Kibbe, whose group is led by former House Majority Leader Dick Armey and claims 800,000 volunteers nationwide, says Republicans lost in New York because they abandoned the Medicare debate to Democrats.
Republican lawmakers now need to come out swinging before the same thing happens elsewhere, he says.
``If they don't do that, we won't win this debate,'' Kibbe told Reuters. ``You can't move a legislative initiative unless you've vetted it through the political season.''
'PUBLIC EDUCATION CAMPAIGN'
Ryan himself appears to agree and has been promoting his views on television and in a Wall Street Journal Op-Ed piece.

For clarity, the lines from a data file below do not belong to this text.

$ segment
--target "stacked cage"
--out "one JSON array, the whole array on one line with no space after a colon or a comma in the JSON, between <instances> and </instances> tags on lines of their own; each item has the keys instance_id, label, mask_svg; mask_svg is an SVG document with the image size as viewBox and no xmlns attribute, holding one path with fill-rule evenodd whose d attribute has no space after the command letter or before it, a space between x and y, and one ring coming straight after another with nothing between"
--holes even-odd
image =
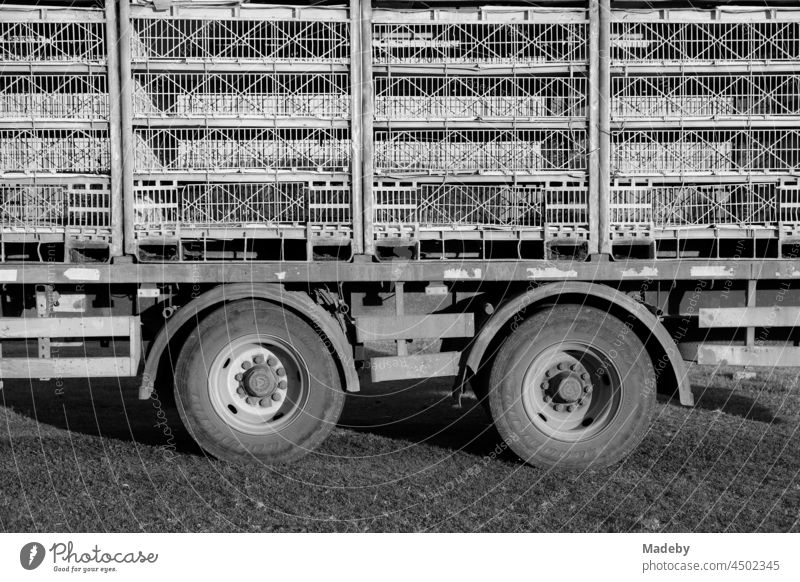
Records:
<instances>
[{"instance_id":1,"label":"stacked cage","mask_svg":"<svg viewBox=\"0 0 800 582\"><path fill-rule=\"evenodd\" d=\"M0 10L0 261L108 260L102 9Z\"/></svg>"},{"instance_id":2,"label":"stacked cage","mask_svg":"<svg viewBox=\"0 0 800 582\"><path fill-rule=\"evenodd\" d=\"M131 8L140 260L349 252L349 27L342 8Z\"/></svg>"},{"instance_id":3,"label":"stacked cage","mask_svg":"<svg viewBox=\"0 0 800 582\"><path fill-rule=\"evenodd\" d=\"M423 257L469 247L483 258L583 248L586 19L528 7L375 10L379 247L410 241Z\"/></svg>"},{"instance_id":4,"label":"stacked cage","mask_svg":"<svg viewBox=\"0 0 800 582\"><path fill-rule=\"evenodd\" d=\"M800 190L800 11L615 11L611 225L658 256L780 255Z\"/></svg>"}]
</instances>

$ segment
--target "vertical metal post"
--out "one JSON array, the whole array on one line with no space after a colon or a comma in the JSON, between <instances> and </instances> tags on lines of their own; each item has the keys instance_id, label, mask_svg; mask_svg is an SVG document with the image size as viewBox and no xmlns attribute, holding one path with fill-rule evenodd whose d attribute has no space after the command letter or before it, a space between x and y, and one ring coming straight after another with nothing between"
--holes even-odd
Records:
<instances>
[{"instance_id":1,"label":"vertical metal post","mask_svg":"<svg viewBox=\"0 0 800 582\"><path fill-rule=\"evenodd\" d=\"M364 252L363 167L364 133L361 119L361 1L350 0L350 199L353 222L353 254Z\"/></svg>"},{"instance_id":2,"label":"vertical metal post","mask_svg":"<svg viewBox=\"0 0 800 582\"><path fill-rule=\"evenodd\" d=\"M373 229L374 199L372 184L375 180L373 156L375 117L375 84L372 79L372 0L361 1L361 139L362 139L362 197L361 218L364 229L364 253L375 254Z\"/></svg>"},{"instance_id":3,"label":"vertical metal post","mask_svg":"<svg viewBox=\"0 0 800 582\"><path fill-rule=\"evenodd\" d=\"M600 0L589 2L589 255L600 251Z\"/></svg>"},{"instance_id":4,"label":"vertical metal post","mask_svg":"<svg viewBox=\"0 0 800 582\"><path fill-rule=\"evenodd\" d=\"M131 97L131 9L129 0L119 1L119 81L122 128L122 200L125 252L136 252L133 238L133 100Z\"/></svg>"},{"instance_id":5,"label":"vertical metal post","mask_svg":"<svg viewBox=\"0 0 800 582\"><path fill-rule=\"evenodd\" d=\"M111 221L111 245L109 254L112 257L122 255L122 143L120 136L120 95L119 95L119 57L117 45L117 2L105 0L106 14L106 78L108 80L108 137L111 158L109 204Z\"/></svg>"},{"instance_id":6,"label":"vertical metal post","mask_svg":"<svg viewBox=\"0 0 800 582\"><path fill-rule=\"evenodd\" d=\"M756 283L757 281L751 279L747 281L747 297L745 299L747 307L756 306ZM756 345L756 328L748 327L747 329L747 347L752 348Z\"/></svg>"},{"instance_id":7,"label":"vertical metal post","mask_svg":"<svg viewBox=\"0 0 800 582\"><path fill-rule=\"evenodd\" d=\"M611 0L599 0L600 28L597 51L599 76L599 173L598 173L598 241L601 254L611 254Z\"/></svg>"}]
</instances>

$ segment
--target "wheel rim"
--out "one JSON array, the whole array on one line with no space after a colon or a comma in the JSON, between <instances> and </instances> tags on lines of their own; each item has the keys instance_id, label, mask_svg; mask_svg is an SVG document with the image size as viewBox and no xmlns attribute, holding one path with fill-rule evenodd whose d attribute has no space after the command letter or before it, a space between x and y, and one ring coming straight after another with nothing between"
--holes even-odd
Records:
<instances>
[{"instance_id":1,"label":"wheel rim","mask_svg":"<svg viewBox=\"0 0 800 582\"><path fill-rule=\"evenodd\" d=\"M291 423L308 400L309 373L289 344L269 335L233 340L214 357L208 395L231 428L266 435Z\"/></svg>"},{"instance_id":2,"label":"wheel rim","mask_svg":"<svg viewBox=\"0 0 800 582\"><path fill-rule=\"evenodd\" d=\"M522 383L522 403L531 424L560 441L597 436L611 424L621 400L616 366L597 348L579 342L543 350Z\"/></svg>"}]
</instances>

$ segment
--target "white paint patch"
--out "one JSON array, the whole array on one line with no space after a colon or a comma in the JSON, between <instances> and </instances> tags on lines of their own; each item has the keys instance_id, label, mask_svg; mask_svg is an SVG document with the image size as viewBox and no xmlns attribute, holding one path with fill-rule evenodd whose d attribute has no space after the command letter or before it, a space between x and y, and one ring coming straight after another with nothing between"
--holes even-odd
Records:
<instances>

``We need a public education campaign and that means people from all around the country, different groups, need to engage with their people,'' Ryan told CNBC a day after the House approved the debt limit deal.
``You've got to have wherewithal to get out to the public to educate them as to the pending bankruptcy of Medicare.''
A perennial campaign issue, Medicare could be key in 2012 House and Senate elections in swing states and could help determine the outcome in the White House race as Democrat Obama takes on a Republican challenger.
Senior citizens demonstrated their electoral clout in last November's midterm elections, when they rebelled against Obama's healthcare reforms in large enough numbers to help Tea Party activists install a Republican majority in the House.
People age 60 and older accounted for 34 percent of the vote, even though they make up only about one-quarter of the population, according to a July 29 article in the New England Journal of Medicine.
Robert Blendon, who teaches health policy at the Harvard School of Public Health, says elderly voters fear the Ryan plan could undermine support for Medicare among younger taxpayers by denying current benefits to future retirees.
But the current Democratic edge might disappear quickly if elderly voters associated Obama with program cuts that could come under the deficit-cutting deal.
``If their take-away is that neither party stood up for us, Medicare won't play a big role,'' said Blendon, who co-authored the New England Journal of Medicine article.